Power Girl.
Get back to me when you’re done laughing.
For those that don’t follow the quagmire that is DC Comics continuity, Power Girl is basically a version of Supergirl for whom the entire structure of existence was rebuilt so that her remarkable assets could grace the pages more often. What are those assets? Well basically, in the place where Supergirl wore a big ‘S’ like superman, Power Girl wears nothing. Feel how you like about that, I’m not here to pass judgement in that regard. I’m here to evaluate the wisdom of incorporating a jet intake into your supersuit.
A useful tool in fluid dynamics is the nozzle. Basically a nozzle uses pressure to accelerate fluid by narrowing the channel through which it is flowing.
The head of your garden hose does this, as do water guns, to shoot high speed streams of water.
This doesn’t only work on liquids, it is used on jet engines to accelerate both the incoming air, and the exhaust to a much larger extent.
If we examine the geometry of Power Girl… stop giggling. If we examine the geometry, we notice that the opening in the chest forms a near perfect nozzle.
Power Girls has essentially the same powers as Superman and can fly at ludicrous speeds. This intake seems like it would accelerate a stream of high speed air into her costume and inflate it like a balloon.
You may argue that the costume could be made of some kind of rigid material that would overcome this problem, not so. It has been shown that her costume is made of stretchy fabric.
I considered this position for some time, and then realized that I have a way of testing my theory. I put on the tightest, most superhero shirt that I own, and I shot high speed air down my neck.
So, inflation wouldn’t be a problem. Fabric vents the air pretty effectively. It does, however set the fabric oscillating, same with my skin. It was super uncomfortable. Painful, actually. Given that Power Girl can bounce bullets off her eyeballs, though, I doubt the discomfort would come through as much more than a tickle. The flapping fabric might be an issue, but that would also happen with the flow of air over the exterior of the suit, regardless.
In conclusion, Power Girl’s Jet intake isn’t as silly as it appears. Or perhaps one could say that it is only as silly as it looks. It’s flaws are not structural. They are, at worst, cosmetic.
Featured image from DC Comics Gallery
Bearing in mind that Power Girl appears to wear an all-in-one leotard and not a t-shirt, I’m concerned that every time she flies, she’ll be flashing her vagina.

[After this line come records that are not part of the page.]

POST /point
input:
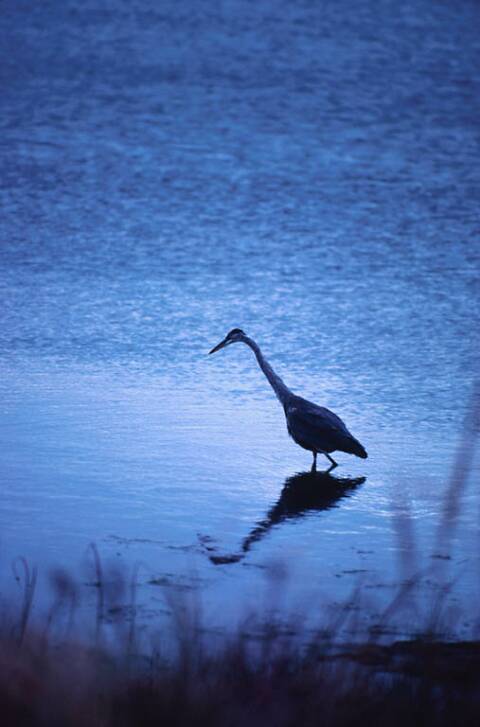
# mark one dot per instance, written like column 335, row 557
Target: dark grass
column 267, row 673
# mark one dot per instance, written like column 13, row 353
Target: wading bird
column 312, row 427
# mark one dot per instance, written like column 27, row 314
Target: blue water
column 308, row 171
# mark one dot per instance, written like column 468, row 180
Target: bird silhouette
column 302, row 493
column 313, row 427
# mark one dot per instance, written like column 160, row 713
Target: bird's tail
column 354, row 447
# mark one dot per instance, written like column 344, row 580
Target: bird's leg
column 334, row 464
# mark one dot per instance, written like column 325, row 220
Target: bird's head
column 235, row 335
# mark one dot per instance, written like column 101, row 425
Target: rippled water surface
column 307, row 171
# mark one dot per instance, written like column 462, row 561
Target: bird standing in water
column 312, row 427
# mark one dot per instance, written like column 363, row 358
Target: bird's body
column 312, row 427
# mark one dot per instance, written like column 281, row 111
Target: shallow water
column 303, row 172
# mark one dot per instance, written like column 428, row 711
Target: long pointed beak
column 220, row 345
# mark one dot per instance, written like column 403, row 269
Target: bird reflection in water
column 302, row 493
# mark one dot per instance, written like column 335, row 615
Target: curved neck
column 282, row 391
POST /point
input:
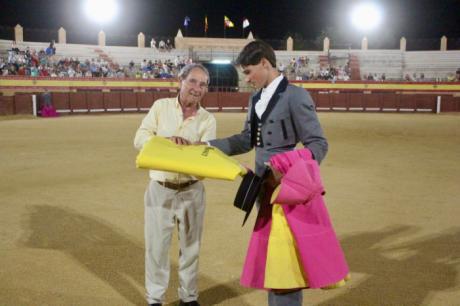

And possibly, over time, she’ll stretch the gusset of her leotard so it sags in the crotch.
She’s going to have problems.
That was my concern too. But even tucked in (the video of that didn’t turn out) my shirt didn’t inflate. It very easily vented the air through the fabric.
I’m fairly certain that any stretching caused by that nozzle effect would be very localized.
The “Am I seriously about to do this?” expression on your face is awesome.
“I’m fairly certain that any stretching caused by that nozzle effect would be very localized.”
I don’t… Was this… When you wrote this, did you…? Er
Ryan. Most excellent.
This is the second MAL article I’ve read today to invoke ‘crotch nozzle’. Albeit in a sense I can’t say I’ve ever entertained previously.
Power Girl is a Kryptonian. Her body is surrounded by the same energy field generated by her cells as other Kryptonians have. She also has telekinetic abilities than enable flight. Presumably the TK field she generates automatically envelops her in a more aerodynamic shape when flying at high speeds. Therefore her costume, which is not indestructible, would not be affected.